Repository of curated information on all state legislators.
The goal of this project is to maintain a complete & up-to-date picture of everyone serving in state legislatures. To start we are focusing on data from 2018-onward, but there is no reason why historical data could not be contributed as well.
Much inspiration was taken from the congress-legislators project that has been maintaining this data for the United States Congress.
Historically Open States has scraped this data, but given the relatively infrequent changes and the manual labor required to retire & merge legislators- we have decided to move in this direction in the hopes of improving the data and making it more accessible for contributors.
Please note that this project is in the public domain in the United States with all copyright waived via a CC0 dedication. By contributing you agree to waive all copyright claims.
There are a few different scenarios that may be useful:
Let's say you call a legislator and find out that they have a new phone number, contribute back!
See schema.md for details on the acceptable fields. If you're looking to add a lot of data but unsure where it fits feel free to ask via an issue and we can either amend the schema or make a recommendation.
- Start a new branch for this work
- Make the edits you need in the appropriate YAML file.
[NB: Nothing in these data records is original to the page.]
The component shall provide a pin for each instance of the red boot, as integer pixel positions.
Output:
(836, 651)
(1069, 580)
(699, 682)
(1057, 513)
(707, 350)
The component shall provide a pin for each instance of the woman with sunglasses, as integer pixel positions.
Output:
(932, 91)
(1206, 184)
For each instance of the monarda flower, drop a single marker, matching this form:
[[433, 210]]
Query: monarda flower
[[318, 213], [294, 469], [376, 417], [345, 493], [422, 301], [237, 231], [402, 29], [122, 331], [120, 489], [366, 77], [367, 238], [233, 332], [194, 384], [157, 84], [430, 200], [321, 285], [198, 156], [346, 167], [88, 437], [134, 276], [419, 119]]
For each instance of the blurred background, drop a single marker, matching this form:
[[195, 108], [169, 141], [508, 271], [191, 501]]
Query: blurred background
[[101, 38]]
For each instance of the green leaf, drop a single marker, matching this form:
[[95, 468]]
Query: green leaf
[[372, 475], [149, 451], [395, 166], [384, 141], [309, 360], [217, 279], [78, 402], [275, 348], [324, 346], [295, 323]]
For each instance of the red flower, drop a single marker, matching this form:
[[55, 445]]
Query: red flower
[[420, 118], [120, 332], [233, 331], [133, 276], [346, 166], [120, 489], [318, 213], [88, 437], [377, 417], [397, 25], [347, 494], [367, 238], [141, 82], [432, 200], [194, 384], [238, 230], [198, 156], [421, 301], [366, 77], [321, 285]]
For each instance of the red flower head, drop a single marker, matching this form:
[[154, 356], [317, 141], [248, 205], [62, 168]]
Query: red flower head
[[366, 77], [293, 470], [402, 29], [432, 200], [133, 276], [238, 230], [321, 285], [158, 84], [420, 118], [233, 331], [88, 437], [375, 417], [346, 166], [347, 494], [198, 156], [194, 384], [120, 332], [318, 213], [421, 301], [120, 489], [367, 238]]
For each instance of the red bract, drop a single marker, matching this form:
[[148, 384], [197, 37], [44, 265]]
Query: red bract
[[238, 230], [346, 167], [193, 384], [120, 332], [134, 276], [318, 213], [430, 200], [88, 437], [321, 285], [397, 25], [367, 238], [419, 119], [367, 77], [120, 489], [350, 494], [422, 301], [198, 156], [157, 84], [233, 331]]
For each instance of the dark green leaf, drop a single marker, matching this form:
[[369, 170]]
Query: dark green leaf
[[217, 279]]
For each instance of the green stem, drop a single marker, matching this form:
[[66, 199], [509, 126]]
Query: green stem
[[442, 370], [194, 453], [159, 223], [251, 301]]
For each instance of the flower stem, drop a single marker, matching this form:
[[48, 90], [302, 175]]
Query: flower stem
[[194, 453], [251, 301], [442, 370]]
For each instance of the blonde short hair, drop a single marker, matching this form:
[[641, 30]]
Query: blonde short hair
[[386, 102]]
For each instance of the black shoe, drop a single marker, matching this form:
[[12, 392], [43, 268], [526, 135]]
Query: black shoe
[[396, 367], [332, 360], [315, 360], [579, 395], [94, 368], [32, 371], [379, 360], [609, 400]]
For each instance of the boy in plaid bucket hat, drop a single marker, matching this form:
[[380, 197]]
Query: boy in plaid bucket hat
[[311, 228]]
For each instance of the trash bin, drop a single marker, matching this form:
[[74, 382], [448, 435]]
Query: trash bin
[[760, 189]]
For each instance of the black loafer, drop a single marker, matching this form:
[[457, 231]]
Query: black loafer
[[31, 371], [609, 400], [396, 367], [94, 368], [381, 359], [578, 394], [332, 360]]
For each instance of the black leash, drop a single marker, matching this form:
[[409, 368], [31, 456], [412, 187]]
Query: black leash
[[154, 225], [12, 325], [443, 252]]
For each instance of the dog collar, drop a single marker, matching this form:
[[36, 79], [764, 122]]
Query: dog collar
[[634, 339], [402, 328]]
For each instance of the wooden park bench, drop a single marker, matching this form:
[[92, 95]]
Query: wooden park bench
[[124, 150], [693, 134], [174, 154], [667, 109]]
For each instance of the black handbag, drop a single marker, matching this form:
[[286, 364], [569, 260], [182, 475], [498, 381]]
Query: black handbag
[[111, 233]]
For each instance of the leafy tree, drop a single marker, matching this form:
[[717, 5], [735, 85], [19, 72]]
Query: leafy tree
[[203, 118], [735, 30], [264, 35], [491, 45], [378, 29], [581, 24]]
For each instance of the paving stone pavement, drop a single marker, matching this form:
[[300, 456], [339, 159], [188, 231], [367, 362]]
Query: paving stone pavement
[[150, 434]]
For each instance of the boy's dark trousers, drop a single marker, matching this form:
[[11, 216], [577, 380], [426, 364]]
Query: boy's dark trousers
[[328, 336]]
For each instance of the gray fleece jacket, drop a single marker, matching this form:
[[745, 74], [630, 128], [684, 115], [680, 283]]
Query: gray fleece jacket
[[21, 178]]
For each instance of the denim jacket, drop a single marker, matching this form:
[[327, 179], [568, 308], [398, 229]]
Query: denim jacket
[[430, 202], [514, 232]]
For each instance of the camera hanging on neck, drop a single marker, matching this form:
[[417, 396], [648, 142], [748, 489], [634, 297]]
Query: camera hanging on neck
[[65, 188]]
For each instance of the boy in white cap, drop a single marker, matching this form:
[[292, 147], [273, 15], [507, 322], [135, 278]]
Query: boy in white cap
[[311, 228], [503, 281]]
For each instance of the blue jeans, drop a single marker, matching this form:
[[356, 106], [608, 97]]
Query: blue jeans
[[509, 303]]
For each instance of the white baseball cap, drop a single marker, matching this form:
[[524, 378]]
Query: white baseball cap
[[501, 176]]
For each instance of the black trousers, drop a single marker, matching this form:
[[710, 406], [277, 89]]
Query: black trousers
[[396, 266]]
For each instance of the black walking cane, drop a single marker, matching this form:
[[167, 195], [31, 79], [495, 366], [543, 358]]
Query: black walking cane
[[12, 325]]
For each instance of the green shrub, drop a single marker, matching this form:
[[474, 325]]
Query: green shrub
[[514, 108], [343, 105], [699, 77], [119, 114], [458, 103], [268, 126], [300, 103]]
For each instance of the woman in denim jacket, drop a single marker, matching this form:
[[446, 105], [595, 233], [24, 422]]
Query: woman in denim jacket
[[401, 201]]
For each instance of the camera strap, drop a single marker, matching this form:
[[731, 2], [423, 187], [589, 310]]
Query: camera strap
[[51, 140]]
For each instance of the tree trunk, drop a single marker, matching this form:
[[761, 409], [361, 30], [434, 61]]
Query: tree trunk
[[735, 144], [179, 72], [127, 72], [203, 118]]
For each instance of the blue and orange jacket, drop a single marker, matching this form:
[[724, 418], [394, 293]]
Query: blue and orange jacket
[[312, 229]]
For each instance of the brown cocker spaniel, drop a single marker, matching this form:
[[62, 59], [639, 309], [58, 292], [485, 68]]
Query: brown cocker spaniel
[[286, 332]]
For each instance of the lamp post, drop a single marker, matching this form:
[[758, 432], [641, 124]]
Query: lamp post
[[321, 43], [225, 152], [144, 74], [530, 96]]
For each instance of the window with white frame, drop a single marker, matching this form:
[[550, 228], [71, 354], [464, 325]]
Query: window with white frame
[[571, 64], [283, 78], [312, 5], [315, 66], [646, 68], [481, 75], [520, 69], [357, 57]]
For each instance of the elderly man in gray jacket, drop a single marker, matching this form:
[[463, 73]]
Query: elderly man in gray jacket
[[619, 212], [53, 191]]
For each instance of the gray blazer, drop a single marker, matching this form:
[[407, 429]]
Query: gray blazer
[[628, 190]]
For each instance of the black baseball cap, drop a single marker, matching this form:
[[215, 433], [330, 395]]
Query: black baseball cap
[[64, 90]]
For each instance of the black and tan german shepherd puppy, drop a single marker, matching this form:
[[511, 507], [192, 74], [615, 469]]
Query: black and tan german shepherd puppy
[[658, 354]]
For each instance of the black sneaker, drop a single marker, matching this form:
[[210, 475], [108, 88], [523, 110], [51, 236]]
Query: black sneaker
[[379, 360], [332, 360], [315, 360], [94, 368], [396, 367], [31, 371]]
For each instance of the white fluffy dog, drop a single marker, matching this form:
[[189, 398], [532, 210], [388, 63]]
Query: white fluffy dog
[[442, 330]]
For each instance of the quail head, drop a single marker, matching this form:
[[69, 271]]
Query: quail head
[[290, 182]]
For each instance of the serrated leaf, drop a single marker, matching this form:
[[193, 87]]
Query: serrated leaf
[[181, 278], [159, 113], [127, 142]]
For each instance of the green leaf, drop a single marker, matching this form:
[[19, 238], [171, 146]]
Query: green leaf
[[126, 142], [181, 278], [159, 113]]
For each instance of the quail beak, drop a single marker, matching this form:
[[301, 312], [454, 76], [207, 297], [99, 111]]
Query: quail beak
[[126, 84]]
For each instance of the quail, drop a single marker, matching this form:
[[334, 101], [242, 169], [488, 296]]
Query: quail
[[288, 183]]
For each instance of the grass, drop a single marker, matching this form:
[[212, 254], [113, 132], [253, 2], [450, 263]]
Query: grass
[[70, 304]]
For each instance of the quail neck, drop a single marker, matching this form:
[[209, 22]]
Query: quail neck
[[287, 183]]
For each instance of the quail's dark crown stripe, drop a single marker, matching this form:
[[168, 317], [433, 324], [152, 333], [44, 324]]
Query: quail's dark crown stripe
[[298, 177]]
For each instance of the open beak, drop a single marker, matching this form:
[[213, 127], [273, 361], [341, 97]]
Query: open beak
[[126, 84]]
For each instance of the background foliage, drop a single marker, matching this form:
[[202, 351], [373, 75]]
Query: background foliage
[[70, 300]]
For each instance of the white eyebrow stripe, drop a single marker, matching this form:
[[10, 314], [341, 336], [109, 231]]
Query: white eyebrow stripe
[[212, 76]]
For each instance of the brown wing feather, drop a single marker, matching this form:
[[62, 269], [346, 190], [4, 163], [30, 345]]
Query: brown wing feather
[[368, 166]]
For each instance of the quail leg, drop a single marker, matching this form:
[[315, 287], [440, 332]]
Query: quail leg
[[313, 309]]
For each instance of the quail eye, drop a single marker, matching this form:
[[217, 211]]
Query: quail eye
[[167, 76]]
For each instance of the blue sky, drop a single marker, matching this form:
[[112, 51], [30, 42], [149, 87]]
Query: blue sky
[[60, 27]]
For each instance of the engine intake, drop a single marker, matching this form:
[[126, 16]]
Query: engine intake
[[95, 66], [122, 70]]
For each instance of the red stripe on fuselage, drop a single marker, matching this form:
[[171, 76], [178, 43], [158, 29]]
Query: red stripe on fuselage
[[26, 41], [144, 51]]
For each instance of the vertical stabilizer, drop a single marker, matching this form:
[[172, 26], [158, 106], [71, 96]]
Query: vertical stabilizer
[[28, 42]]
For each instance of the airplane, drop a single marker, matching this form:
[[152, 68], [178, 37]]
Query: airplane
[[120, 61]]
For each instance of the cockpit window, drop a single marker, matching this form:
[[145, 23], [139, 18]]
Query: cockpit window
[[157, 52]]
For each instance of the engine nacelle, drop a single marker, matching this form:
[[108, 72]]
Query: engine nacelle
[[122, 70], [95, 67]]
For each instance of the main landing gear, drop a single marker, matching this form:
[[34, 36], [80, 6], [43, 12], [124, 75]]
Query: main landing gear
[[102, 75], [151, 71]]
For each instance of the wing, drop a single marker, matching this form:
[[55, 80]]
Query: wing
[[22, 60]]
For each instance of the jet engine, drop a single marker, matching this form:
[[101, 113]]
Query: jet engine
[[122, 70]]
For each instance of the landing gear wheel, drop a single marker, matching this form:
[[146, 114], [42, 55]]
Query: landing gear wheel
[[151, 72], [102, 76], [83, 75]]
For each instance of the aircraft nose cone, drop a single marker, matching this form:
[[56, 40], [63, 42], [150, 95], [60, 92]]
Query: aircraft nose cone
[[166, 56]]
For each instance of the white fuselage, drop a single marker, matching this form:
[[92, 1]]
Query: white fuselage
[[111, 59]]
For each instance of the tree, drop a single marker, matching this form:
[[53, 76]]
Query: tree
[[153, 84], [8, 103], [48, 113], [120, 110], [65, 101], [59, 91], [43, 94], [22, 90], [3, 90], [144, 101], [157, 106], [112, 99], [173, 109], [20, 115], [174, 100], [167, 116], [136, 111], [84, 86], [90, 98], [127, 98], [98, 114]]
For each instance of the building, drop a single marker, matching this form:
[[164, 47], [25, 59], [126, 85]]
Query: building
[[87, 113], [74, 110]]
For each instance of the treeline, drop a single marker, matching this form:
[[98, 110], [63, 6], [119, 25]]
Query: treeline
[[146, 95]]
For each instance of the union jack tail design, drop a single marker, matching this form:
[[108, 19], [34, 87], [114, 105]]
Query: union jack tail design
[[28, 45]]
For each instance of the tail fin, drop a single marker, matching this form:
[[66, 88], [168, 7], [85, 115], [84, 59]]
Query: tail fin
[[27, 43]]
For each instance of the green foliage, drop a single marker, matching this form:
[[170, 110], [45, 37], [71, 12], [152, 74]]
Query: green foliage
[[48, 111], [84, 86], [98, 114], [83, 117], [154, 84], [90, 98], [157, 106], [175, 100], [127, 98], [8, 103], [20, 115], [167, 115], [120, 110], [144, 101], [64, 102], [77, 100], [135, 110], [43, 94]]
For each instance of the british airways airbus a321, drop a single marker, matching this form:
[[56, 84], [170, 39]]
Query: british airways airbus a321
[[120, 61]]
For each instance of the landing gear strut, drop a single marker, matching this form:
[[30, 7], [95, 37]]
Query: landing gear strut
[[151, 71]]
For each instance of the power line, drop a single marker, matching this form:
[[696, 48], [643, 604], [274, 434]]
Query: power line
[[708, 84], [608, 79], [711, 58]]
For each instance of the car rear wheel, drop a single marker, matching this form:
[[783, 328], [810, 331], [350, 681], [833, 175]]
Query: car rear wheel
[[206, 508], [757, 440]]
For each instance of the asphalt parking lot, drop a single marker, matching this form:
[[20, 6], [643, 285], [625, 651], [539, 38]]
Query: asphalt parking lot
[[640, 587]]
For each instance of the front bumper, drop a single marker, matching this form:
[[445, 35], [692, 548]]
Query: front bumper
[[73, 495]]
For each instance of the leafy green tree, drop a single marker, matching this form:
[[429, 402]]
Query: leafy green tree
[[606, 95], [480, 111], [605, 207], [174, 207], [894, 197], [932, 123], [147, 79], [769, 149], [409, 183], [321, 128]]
Please keep edits to a minimum (e.g. don't re-order fields)
- Submit a PR, please describe how you came across this information to expedite review.
- Start a new branch for this work
- Run
./scripts/retire.py
on the appropriate legislator file(s) - Review the automatically edited files & submit a PR.
Let's say a North Carolina has had an election & it makes sense to re-scrape everything for that state.
- Start a new branch for this work
- Scrape data using Open States' Scrapers
- Run
./scripts/to_yaml.py
against the generated JSON data, this will populate the incoming/ directory - Check for merge candidates using
./scripts/merge.py --incoming nc
- Manually reconcile remaining changes, will almost certainly require some retirements as well.
- Check that data looks clean with
./scripts/lint_yaml.py nc --summary
and prepare a PR.
Let's say you want to add foobar_id to a ton of legislators from your own data set or similar.
TBD - We need to create a tool that will aid in this as it will prove a common use case & we can lower the barrier here.
Several scripts are provided to help maintain/check the data.
to_yaml.py [OPTIONS] INPUT_DIR
Convert pupa scraped JSON in INPUT_DIR to YAML files for this repo.
Convert a pupa scrape directory to YAML. Will put data into incoming/
directory for usage with merge.py's --incoming option.
lint_yaml.py [OPTIONS] [ABBREVIATIONS]
Lint YAML files, optionally also providing a summary of state's data.
<ABBREVIATIONS> can be provided to restrict linting to select states.
Options:
-v, --verbose
--summary / --no-summary Print summary after validation errors.
merge.py [OPTIONS]
Script to assist with merging legislator files.
Can be used in two modes: incoming or file merge.
Incoming mode analyzes incoming/ directory files (generated with
to_yaml.py) and discovers identical & similar files to assist with
merging.
File merge mode merges two legislator files.
Options:
--incoming TEXT Operate in incoming mode, argument should be state abbr to
scan.
--old TEXT Operate in merge mode, this is the older of two files &
will be kept.
--new TEXT In merge mode, this is the newer file that will be removed
after merge.
--keep TEXT When operating in merge mode, select which data to keep.
Values:
old
Keep data in old file if there's conflict.
new
Keep data in new file if there's conflict.
When omitted, conflicts will raise error.
new_person.py [OPTIONS]
Create a new person record.
Arguments can be passed via command line flags, omitted arguments will be
prompted.
Be sure to review the file and add any additional data before committing.
Options:
--fname TEXT First Name
--lname TEXT Last Name
--name TEXT Optional Name, if not provided First + Last will be used
--state TEXT State abbreviation
--district TEXT District
--party TEXT Party
--rtype TEXT Role Type
--url TEXT Source URL
--image TEXT Image URL
--start-date TEXT Start Date YYYY-MM-DD
retire.py [OPTIONS] END_DATE FILENAME
Retire a legislator, given END_DATE and FILENAME.
Will set end_date on active roles & committee memberships.
to_database.py [OPTIONS] [ABBREVIATIONS]
Sync YAML files to DB.
Options:
--purge / --no-purge Purge all legislators from DB that aren't in YAML.
--safe / --no-safe Operate in safe mode, no changes will be written to
database.
sync_images.py [OPTIONS] [ABBREVIATIONS]...
Download images and sync them to S3.
<ABBR> can be provided to restrict to single state.
Options:
--skip-existing / --no-skip-existing Skip processing for files that already exist
on S3. (default: true)